Un delitto misterioso

foto Don ACHILLE FILIPPI

  Di anni 64. Ordinato Sacerdote nel 1905 dal Cardinale Svampa, fu cappellano a Lizzano in Belvedere, sua patria, per 5 anni poi per due anni a Casalecchio di Reno, Economo Spirituale per qualche tempo a Pianaccio e a Vidiciatico, finchè andò Parroco a Qualto ove rimase per 9 anni. Di là si ritirò a vita privata a Lizzano ove si diede all'insegnamento, per passare poi Parroco a Maiola, ove fu ucciso il 25 luglio 1945.

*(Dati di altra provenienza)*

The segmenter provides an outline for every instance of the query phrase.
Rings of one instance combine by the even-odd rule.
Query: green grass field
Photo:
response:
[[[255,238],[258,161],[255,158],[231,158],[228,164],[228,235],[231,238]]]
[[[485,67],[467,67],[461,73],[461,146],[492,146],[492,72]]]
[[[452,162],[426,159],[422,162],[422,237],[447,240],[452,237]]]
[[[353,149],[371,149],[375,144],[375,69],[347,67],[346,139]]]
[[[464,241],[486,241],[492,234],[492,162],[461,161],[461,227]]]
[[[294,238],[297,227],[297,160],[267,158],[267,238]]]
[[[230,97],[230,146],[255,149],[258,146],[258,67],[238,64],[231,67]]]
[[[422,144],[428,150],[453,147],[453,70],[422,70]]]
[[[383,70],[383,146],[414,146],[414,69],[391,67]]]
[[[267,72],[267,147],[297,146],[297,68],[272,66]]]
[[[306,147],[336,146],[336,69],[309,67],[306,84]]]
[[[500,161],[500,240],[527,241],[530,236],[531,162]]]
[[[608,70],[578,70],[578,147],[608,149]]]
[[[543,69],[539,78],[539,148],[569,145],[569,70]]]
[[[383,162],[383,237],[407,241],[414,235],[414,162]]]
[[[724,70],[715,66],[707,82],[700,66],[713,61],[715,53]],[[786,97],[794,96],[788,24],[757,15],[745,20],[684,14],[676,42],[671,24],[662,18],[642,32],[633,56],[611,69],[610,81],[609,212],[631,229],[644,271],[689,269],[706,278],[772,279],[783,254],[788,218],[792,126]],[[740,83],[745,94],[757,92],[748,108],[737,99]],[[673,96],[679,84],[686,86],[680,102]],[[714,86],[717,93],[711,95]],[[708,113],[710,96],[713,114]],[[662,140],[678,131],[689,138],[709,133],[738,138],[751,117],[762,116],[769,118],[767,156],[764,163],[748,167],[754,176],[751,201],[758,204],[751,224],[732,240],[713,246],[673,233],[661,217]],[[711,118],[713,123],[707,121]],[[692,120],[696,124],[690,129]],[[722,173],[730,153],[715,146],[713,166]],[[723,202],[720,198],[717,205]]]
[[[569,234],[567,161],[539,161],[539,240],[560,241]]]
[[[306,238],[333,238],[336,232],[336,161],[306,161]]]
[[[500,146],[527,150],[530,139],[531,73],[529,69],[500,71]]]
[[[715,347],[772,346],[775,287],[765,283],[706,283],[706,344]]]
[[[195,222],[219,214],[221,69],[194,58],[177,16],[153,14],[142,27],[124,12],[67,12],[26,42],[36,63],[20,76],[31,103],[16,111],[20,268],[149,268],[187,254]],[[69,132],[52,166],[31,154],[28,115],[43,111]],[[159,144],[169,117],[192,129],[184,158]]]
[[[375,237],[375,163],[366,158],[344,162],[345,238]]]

  Nelle nostre colline, specie nella ridente zona di Lizzano in Belvedere e di Vidiciatico, tutti lo conoscevano e avevano simpatia per questo sacerdote gioviale semplice e colto, che sapeva il modo di far il bene seguendo l'insegnamento del Vangelo: «Non sappia la tua destra ciò che la la tua sinistra». Ma le vedove di guerra che ebbero da lui il più generoso sostegno materiale, specie nella riscossione dei sussidi, le centinaia di famiglie che trovarono in lui quell'assistenza economica e morale che li conforto nell'ansia e nel dolore, possono testimoniare dell'umile e preziosa opera svolta da d. Filippi.
  Perchè dunque è stato soppresso?
  È davvero un mistero indecifrabile: anche perchè d. Filippi, che viveva ormai nel terrore, non ne ha mai parlato con alcuno. Quando non seppe più resistere alle violenze di alcuni giovani banditi, che di notte ripetutamente avevano fatto irruzione nella canonica di Maiola, facendo man bassa di quanto poteva loro interessare e lasciandolo terrorizzato sotto minaccie di morte, scrisse una lettera accorata all'arciprete di Castelfranco, Mons. Roncagli, in cui confessava che la vita lassù gli era divenuta impossibile e chiedeva di venire accolto come ospite nella sua canonica, ma non spiegava le ragioni che lo costringevano a questo grave passo. Mons. Roncagli gli rispose subito dicendosi spiacente di non poterlo accontentare (aveva la casa zeppa di gente) e chiedendogli schiarimenti, ma probabilmente quella lettera d. Filippi non fece a tempo a leggerla.
  Proprio il giorno precedente alla sua morte spediva una lettera anche a S. Em.za il Card. Arcivescovo, in cui, rinnovando le sue intenzioni di lasciare la parrocchia, accennava anche ai soprusi a cui era fatto segno:
  «Sono state ben cinque le visite che ho avuto e sono state inesorabili; lascio immaginare come mi sono potuto trovare. L'ultima volta, andato in chiesa per trovarvi un conforto, alle sparatorie che udivo svenni, e mi ritrovai a letto portatovi da loro e... lasciamo lì per non rinnovare l'«infandum dolorem». Coraggio ancora e speranza nel buon Dio!» Ma a Sua Eminenza giunse prima la notizia della sua morte che questa lettera.
  Infatti la sera del 25 luglio 1945 i soliti fuorilegge, armati fino ai denti, fecero irruzione nella sua casa, sotto la minaccia delle armi lo invitarono a seguirli fuori di casa e «a far presto ad uscire, perchè la sua ora era suonata».
  Egli, sfibrato dall'incubo di quelle persecuzioni che duravano da mesi, non seppe reagire, e, chinata la fronte ad ogni peggiore evenienza, li seguì nella strada.
  Allontanatisi un poco dalla casa parrocchiale, quei banditi gli spararono a bruciapelo due colpi. D. Filippi cadeva esanime sulla strada, ove veniva abbandonato. Solo il giorno dopo era pietosamente raccolto.